UM PhD student hopes his silent drone will be an urban cargo delivery game changer

Yulia Strokova

Tomas Pribanic has found a way to apply an ionic thrust to autonomous vehicles in Earth’s atmosphere and testing is underway. 

“Innovative, bold, and, what’s most exciting, silent.” This is how Tomas Pribanic, CEO and Founder of Undefined Technologies, describes his first-of-kind drone technology. Why “Undefined?”’ It comes from the math expression 1/0, which exists but cannot be equated to a number or symbol.  
“This concept reflects the most with our mission: to make impossible possible,” continues Pribanic, who has worked for some of the largest aerospace companies and is currently  working towards his Ph.D. degree in Mechanical Engineering. “Three years ago, I accepted that technical challenge to create ionic thrusters for drones that could be viable for atmospheric conditions on Earth and other planet’s atmospheres.” 
It took Pribanic several years of research to investigate the physics behind ion propulsion. Finally, he discovered the break-thru which enables this technology to be used not only in the vacuum of space, free from the powerful gravitational pull, but also in atmospheric conditions with ‘unprecedented’ levels of thrust, 3X more compared to existing discoveries.

Tomas Pribanic

Last year, Pribanic formed a partnership between Undefined Technologies, his venture capital-backed startup, and the University of Miami. The National Science Foundation has evaluated the technology and is currently the final stages of review for additional  funding to create a silent vertical take-off and landing (VTOL) craft to be used in urban areas where noise limits requirements are too stringent for existing cargo drones. 
Pribanic has been mentored by College of Engineering materials scientist Dr. Xiangyang Zhou, and has worked with Bob Williamson, the entrepreneur in residence at the University’s Office of Technology Transfer, to patent and commercialize his new invention. Now, Undefined Technologies is in the final testing stages of achieving the first mission flight of a craft using this technology. 
“Tomas took a known technology and modified it to become a practical yet quiet way to provide lift.
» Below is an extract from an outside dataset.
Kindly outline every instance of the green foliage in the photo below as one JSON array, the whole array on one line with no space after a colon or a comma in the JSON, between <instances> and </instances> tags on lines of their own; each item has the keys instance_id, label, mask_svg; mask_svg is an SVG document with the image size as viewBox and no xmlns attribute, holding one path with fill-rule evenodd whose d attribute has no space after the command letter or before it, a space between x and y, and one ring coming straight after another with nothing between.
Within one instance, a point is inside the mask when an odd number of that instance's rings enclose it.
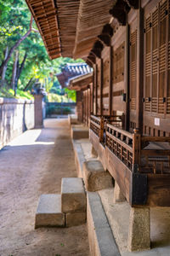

We shouldn’t be surprised if he fundamentally changes the drone industry,” Williamson said to the UM news reporters.

Market Opportunity

Pribanic is eager to disrupt the urban cargo delivery market and use drones for various supply chain activities, including delivering everything from online shopping packages and groceries to vital medicines and COVID-19 test kits. 
According to the recent drone market report, the global drone market will grow to more than $42 billion by 2025.  Remote work, telehealth, and automated delivery services are just a few examples of technologies that have gotten a boost as people began limiting social interactions and personal trips. 
Last year, major retailers such as Walmart and Amazon received permission from the Federal Aviation Administration (FAA) to commercially operate drones and launched pilot drone delivery programs in urban areas. Also, package carriers FedEx, UPS, and Wing, a division of Google owner Alphabet, received FAA certificates for drone delivery.

Noise Pollution

Once all the drone delivery services take flight, the world is about to get a lot louder – as if neighborhoods were filled with leaf blowers, lawnmowers, and chainsaws. Drones’ distinctive and irregular buzzing sound remains an unresolved issue.  Research conducted by NASA found that the high-pitched buzzing made by drones is more annoying to humans than noises generated by cars and trucks, even when the noises are at the same decibels levels.
The AirTantrum™ technology is projected to generate noise levels below 70 decibels, which would fall under the threshold established by a number of county noise ordinances. Ionic propulsion is entirely electric and produces zero-carbon emissions. The process uses a high-voltage electric field to ionize the air molecules in the atmosphere; the air molecules naturally return to their original state after ionization.
Pribanic recognizes that break-thru technology requires further work to improve power efficiency and stability in changing winds. Work at the state-of-the-art new facility of the start-up company is currently going non-stopping day and night. 
Yulia Strokova is a social impact writer and she has advised Undefined Technologies in marketing and communications.